Because video files are large, teams often look first for the lowest storage price. But video cost also comes from transcoding, playback compatibility, peak bandwidth, access control, analytics, and abnormal download handling. The right location depends on content purpose.

Video cost structure from source files through transcoding, delivery, and access control
Video route depends on use: public display, controlled viewing, archive, or large-scale delivery.

Your own server fits small trials

A few low-traffic public videos can run from a server during early validation. Watch bandwidth, range requests, interrupted playback, backups, and traffic peaks. A web directory is rarely a good long-term video library.
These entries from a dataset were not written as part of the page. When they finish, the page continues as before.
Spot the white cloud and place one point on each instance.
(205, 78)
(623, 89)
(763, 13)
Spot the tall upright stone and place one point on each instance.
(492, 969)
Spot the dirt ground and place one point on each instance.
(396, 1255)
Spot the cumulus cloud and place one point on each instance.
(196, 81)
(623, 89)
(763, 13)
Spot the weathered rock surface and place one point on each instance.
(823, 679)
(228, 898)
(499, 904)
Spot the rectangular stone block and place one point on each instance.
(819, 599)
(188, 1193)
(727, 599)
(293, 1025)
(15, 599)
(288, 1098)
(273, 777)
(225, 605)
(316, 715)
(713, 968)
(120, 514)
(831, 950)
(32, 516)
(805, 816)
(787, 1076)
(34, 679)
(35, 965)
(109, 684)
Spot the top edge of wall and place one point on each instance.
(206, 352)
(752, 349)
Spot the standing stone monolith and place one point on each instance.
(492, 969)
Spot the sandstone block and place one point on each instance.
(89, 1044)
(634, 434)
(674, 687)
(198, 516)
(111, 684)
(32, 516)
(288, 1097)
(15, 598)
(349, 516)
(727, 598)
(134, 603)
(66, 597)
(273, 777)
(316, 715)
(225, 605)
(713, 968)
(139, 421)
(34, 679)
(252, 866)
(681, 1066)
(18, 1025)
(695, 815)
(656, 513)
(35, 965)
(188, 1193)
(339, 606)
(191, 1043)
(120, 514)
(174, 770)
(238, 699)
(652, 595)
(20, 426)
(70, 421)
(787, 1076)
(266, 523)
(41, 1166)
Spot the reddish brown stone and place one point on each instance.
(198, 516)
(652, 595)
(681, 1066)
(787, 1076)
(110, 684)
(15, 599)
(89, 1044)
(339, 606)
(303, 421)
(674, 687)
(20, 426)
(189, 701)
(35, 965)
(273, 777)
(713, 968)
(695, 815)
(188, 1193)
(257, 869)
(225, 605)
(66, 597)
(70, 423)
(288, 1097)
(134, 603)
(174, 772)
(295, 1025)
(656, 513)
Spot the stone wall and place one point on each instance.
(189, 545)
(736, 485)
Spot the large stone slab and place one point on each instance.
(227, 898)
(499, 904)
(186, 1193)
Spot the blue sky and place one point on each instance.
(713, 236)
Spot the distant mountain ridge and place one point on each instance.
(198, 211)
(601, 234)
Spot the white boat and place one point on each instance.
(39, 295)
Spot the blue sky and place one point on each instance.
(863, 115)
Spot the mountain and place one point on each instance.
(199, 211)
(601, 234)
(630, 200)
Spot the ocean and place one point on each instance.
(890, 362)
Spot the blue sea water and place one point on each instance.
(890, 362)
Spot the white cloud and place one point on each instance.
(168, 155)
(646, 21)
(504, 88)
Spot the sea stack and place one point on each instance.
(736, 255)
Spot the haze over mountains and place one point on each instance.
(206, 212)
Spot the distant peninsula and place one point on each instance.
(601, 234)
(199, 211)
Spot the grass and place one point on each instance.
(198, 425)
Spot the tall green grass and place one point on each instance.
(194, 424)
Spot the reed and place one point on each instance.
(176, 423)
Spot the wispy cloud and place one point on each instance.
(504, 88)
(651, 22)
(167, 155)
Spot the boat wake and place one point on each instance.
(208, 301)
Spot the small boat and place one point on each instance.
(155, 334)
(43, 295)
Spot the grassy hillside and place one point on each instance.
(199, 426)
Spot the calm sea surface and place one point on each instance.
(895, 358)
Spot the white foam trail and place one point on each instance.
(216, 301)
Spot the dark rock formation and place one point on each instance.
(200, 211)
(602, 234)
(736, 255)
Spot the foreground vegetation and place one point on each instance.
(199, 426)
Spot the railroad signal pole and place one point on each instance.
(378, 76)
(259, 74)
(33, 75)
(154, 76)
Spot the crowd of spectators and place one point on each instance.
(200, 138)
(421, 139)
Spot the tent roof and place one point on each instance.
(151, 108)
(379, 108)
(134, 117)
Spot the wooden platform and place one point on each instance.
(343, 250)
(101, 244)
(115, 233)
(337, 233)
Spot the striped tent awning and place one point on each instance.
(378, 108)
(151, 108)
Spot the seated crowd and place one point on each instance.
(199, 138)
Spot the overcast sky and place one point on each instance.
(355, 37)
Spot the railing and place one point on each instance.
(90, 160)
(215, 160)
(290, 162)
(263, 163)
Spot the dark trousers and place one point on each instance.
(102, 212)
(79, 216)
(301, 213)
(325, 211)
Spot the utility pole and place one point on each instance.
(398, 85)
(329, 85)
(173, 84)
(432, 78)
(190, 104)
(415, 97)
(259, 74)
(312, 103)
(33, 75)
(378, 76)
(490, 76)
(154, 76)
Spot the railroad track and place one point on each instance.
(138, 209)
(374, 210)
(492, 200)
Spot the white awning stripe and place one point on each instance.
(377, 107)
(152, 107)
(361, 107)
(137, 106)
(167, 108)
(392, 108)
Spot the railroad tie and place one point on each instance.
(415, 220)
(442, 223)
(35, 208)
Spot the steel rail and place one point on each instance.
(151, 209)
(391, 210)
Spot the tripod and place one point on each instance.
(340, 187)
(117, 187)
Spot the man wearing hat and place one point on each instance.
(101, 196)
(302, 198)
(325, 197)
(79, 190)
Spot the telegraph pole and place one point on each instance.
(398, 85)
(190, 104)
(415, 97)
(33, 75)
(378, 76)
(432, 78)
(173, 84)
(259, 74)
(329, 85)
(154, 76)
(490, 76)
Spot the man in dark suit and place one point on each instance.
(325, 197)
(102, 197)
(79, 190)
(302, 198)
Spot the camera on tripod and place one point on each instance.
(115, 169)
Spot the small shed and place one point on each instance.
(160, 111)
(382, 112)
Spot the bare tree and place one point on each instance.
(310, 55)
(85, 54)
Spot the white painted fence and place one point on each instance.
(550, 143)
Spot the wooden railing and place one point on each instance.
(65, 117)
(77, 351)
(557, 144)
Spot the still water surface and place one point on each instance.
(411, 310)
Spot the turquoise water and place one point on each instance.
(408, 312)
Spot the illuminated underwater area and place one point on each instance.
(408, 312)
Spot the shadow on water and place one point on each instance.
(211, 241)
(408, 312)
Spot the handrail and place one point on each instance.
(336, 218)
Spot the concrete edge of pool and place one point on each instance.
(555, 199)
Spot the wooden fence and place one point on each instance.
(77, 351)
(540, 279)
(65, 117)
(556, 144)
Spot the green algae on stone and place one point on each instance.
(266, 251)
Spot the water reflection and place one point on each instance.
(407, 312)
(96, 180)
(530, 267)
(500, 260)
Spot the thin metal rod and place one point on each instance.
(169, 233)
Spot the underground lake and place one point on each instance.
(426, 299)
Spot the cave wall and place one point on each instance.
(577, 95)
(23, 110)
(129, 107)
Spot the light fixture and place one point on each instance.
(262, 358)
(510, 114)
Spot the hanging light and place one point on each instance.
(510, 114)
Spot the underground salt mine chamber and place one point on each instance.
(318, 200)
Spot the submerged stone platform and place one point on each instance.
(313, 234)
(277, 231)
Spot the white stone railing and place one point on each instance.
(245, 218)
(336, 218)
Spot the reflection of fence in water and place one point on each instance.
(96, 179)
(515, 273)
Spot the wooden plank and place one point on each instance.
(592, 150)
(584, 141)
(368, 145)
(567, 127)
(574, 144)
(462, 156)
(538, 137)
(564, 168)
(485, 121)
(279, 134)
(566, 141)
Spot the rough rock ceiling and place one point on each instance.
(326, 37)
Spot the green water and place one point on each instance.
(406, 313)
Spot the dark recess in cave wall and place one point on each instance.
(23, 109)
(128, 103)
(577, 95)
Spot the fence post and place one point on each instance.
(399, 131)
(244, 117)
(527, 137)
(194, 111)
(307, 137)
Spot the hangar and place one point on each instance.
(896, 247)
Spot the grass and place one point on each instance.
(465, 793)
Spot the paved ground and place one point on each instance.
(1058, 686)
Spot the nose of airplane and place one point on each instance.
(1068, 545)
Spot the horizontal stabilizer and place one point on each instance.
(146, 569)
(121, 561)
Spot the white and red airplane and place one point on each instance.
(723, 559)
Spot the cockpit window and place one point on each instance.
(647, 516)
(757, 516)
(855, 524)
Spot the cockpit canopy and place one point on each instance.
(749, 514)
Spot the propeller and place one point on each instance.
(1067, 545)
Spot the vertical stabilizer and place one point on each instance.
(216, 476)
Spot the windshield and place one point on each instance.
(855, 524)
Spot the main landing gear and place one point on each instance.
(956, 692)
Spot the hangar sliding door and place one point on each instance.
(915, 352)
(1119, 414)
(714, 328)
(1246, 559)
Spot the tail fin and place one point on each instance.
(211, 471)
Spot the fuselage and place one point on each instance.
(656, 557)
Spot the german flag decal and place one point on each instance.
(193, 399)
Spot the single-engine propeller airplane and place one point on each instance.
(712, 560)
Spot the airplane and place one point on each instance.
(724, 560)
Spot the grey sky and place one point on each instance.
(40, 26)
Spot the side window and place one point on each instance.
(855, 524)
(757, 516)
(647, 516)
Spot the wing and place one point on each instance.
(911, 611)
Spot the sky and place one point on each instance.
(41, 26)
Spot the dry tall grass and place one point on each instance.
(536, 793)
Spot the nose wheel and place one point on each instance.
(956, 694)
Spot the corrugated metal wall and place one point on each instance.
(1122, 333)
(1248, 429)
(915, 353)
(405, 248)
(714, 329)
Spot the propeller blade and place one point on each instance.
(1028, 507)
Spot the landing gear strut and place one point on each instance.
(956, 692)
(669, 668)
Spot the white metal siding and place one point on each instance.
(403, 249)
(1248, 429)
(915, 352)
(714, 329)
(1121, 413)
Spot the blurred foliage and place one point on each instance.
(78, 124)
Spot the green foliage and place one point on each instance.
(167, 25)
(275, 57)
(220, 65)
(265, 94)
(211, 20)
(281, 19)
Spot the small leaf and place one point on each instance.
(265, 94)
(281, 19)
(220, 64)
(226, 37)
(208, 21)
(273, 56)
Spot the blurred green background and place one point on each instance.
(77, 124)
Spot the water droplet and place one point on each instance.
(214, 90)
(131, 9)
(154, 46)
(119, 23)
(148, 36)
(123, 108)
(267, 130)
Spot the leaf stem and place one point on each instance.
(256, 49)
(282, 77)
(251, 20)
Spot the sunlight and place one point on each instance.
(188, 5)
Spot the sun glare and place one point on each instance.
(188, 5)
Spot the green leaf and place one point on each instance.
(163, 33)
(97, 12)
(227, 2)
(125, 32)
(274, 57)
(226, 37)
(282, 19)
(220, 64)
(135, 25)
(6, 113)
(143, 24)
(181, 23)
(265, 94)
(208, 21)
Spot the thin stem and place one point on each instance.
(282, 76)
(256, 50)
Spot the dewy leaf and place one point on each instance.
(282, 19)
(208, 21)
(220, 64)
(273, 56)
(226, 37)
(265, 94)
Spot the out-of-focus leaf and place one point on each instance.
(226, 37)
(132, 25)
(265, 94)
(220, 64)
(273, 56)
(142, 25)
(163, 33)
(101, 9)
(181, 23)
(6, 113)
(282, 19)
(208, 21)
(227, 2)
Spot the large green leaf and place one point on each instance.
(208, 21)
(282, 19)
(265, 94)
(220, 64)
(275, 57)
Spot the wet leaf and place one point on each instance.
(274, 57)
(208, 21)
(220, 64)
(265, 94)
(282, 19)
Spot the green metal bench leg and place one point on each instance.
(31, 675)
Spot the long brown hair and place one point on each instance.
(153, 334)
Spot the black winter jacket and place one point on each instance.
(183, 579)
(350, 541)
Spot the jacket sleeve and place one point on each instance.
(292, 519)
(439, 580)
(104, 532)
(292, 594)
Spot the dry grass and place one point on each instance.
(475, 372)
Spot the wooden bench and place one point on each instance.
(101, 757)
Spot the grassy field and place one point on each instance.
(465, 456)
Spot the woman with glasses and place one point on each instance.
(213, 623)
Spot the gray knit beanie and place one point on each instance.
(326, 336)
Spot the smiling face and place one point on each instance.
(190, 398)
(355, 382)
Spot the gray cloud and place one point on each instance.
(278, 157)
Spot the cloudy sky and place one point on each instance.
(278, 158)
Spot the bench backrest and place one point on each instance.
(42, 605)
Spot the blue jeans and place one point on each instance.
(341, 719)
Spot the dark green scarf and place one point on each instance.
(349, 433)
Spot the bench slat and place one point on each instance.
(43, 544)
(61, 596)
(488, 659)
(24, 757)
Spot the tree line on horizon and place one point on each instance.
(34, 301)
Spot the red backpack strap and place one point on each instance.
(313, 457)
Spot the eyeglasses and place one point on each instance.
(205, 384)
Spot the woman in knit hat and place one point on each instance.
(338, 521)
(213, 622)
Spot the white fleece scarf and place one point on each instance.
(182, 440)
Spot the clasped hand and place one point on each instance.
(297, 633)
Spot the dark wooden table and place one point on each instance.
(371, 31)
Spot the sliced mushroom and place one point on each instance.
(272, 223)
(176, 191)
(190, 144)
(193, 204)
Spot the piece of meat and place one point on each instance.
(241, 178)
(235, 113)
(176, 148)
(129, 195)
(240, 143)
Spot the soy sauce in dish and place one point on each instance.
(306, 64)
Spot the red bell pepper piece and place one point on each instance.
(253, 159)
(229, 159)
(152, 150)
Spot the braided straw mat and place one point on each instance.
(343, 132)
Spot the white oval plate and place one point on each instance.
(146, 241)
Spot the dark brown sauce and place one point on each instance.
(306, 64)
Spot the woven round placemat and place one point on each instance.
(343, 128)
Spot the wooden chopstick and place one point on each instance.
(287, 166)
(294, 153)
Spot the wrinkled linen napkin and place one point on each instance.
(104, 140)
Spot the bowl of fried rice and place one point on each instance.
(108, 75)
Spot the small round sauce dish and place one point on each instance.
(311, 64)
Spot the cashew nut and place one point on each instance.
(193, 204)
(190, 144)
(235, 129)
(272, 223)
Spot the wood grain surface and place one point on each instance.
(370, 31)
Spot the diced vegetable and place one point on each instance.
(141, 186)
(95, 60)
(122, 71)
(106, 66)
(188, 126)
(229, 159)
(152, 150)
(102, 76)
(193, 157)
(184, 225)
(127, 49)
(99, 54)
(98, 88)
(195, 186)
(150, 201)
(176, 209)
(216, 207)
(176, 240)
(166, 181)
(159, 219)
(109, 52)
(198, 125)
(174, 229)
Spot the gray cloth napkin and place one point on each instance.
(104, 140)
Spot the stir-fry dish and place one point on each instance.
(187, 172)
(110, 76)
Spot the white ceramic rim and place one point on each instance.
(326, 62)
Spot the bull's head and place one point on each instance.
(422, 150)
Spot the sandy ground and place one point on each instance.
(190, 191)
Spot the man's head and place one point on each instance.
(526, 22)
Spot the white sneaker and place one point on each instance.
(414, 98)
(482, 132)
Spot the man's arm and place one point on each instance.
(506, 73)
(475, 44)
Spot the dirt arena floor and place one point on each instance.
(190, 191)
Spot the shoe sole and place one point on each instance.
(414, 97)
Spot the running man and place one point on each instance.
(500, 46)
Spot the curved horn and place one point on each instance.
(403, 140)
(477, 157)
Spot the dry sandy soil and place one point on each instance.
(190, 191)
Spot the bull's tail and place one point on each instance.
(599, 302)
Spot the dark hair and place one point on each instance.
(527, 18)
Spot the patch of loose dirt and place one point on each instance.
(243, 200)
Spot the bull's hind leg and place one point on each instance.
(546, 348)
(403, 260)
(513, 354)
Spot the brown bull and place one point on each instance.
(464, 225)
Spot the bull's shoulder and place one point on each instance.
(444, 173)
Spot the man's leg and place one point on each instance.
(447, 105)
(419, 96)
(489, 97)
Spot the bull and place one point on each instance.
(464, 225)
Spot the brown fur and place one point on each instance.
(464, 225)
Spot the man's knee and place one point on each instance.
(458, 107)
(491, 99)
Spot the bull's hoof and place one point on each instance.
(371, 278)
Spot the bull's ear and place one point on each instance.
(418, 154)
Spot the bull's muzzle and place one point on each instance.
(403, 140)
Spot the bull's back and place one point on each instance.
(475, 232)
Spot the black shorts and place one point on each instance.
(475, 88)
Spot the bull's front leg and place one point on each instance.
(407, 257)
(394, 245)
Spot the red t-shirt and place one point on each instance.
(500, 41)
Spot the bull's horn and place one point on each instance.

Object storage fits files and downloads

Object storage is useful for sources, renditions, thumbnails, captions, and archives. With CDN it can support downloads and basic playback. Adaptive bitrate, analytics, DRM, and advanced review require additional services.

Video platforms fit complex viewing businesses

Courses, membership video, live replay, and high concurrency often fit a video cloud or dedicated platform. These provide templates, players, access control, analytics, and hotlink protection. The tradeoff is provider dependence and recurring cost, so preserve sources and metadata for exit.

RouteFitsWatch
Own serverFew public videosBandwidth, backup, peaks
Object storage + CDNDownloads, VOD files, archivesPermissions and transcoding
Video platformCourses, members, live replayRecurring cost and exit plan

Ask whether the content needs control

Promo clips need smooth access, internal training needs audience control, paid courses need sharing limits, and archives need retention. Separating those goals prevents a single unit price from misleading the architecture.